New moms may also be put in a tough spot trying to decide what to do if they test positive for COVID-19, Mannel said.

“If they’re actually not giving you really all of the current recommendations, have you made an informed choice at a time that you’re extremely vulnerable?” she said.

Kimmarie Bugg, president of the Atlanta-based breastfeeding advocacy group Reaching Our Sisters Everywhere, said some moms may be able to advocate for themselves, while others might not have enough information.

“They say, ‘OK, fine, I’ll do whatever you say,’” she told ABC News. “It’s inconsistent.”

With her second baby due later this spring, White is optimistic she will have a smoother experience. She hopes she’ll be able to have her mother, in addition to her husband, with her for support — unlike last year, when she was only able to have one support person.

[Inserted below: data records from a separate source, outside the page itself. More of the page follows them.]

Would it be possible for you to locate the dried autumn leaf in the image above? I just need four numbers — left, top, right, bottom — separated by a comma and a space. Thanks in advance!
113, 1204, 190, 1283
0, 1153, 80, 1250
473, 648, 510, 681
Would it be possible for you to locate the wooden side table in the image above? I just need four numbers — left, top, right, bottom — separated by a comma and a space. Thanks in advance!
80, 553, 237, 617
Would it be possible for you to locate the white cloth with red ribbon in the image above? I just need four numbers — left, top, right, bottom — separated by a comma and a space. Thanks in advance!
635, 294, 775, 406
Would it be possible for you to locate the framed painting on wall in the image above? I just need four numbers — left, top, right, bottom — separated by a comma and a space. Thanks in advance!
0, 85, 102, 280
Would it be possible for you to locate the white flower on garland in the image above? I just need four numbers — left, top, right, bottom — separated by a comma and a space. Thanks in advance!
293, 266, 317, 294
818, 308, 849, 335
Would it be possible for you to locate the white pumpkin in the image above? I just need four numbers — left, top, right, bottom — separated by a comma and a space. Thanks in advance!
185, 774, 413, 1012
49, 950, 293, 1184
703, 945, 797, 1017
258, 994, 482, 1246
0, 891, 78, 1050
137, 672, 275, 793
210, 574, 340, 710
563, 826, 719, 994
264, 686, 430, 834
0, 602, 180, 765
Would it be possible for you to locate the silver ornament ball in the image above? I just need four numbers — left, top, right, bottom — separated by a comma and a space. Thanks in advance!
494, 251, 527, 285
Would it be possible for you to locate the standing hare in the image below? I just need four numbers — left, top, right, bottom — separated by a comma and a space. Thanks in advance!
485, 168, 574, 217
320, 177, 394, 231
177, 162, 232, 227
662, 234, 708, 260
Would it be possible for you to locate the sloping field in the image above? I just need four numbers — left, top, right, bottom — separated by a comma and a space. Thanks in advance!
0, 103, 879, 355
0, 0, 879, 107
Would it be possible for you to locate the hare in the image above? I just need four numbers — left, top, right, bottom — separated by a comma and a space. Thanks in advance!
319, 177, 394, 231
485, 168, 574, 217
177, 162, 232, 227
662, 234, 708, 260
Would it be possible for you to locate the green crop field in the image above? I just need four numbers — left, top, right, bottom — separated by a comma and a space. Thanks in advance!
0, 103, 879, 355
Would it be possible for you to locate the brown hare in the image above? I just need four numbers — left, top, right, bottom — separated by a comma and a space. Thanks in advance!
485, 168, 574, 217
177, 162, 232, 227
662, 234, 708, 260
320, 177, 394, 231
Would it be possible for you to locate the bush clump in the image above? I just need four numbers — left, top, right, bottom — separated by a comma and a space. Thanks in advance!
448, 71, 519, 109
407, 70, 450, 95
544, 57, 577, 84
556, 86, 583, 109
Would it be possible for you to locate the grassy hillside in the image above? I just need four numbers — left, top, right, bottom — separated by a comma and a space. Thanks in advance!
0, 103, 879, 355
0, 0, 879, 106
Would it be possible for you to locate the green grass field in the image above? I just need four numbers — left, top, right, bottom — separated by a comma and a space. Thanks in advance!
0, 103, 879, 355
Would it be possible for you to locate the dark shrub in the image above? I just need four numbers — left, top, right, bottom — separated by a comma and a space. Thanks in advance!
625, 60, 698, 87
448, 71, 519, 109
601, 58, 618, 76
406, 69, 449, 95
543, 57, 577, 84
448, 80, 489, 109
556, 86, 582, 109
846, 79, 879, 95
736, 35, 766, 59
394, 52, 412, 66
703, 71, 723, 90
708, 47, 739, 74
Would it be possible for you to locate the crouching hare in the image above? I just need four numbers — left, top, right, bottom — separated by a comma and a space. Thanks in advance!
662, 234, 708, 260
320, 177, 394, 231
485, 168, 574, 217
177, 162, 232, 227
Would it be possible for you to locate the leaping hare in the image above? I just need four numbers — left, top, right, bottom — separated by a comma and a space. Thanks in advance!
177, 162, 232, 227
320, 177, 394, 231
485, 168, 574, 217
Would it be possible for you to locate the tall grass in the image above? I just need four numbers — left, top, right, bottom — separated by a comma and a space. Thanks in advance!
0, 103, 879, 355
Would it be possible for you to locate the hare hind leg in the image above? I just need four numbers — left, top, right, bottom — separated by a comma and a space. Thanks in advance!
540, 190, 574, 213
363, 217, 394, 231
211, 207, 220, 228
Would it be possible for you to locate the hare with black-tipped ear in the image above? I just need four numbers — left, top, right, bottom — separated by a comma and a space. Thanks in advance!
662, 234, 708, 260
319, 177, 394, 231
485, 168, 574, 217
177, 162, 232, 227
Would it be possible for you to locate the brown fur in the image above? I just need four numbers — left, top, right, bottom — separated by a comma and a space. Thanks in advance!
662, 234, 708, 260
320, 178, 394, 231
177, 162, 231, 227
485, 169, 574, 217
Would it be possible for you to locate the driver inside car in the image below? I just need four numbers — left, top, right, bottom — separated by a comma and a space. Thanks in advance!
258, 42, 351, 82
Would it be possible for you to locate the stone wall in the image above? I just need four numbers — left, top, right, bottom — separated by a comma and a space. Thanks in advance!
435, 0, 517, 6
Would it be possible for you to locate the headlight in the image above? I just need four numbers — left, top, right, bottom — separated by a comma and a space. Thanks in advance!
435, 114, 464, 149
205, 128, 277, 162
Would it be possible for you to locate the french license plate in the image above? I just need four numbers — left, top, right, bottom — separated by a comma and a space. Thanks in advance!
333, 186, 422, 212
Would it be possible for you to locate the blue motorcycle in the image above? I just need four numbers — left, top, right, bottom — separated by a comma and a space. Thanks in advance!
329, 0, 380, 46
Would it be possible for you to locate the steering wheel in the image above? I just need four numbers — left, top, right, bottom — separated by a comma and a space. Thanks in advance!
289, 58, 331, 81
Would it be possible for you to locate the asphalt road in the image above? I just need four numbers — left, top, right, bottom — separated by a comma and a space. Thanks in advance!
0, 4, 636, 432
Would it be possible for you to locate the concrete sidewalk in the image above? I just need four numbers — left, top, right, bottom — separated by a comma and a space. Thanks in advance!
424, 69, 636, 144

“Some things are definitely changing, but since COVID it’s been really different and painful. People aren’t even able to get into the hospital at all,” Bugg said. “So many grandmothers I know are sitting in the parking lot while their daughter’s in the hospital because they cannot go in.”

Where guidance goes from here

As more is learned about the virus, that could continue to impact guidance and policies, Bagwell said.

“It depends on what we find out,” she said. “As we learn more about this disease, as it goes from the very pandemic type of state that we’re in now to more endemic, like seasonal flu, I would predict that things would again change more.”

For instance, she said, during certain times of year NICU visitors are limited to just parents due to the flu.

The designs of NICUs — often open bays with multiple infants in the same area — also could have an impact on protocols. Even before COVID-19, there was a push for more family centered care in NICUs, such as private rooms with beds, Bagwell said.

“The newer NICUs that are being built are incorporating more of the single-patient room design into their NICU design,” Bagwell said. “Parents are caregivers and they’re the ones that take the babies home, so we want them there 24/7 if possible.”

The behavior of future variants could also impact guidance, Feldman-Winter said.

“It’s always ‘to be continued,’” she said. “That’s why we call the guidance ‘interim guidance,’ which we look at monthly, really, to see if we need to update or reaffirm.”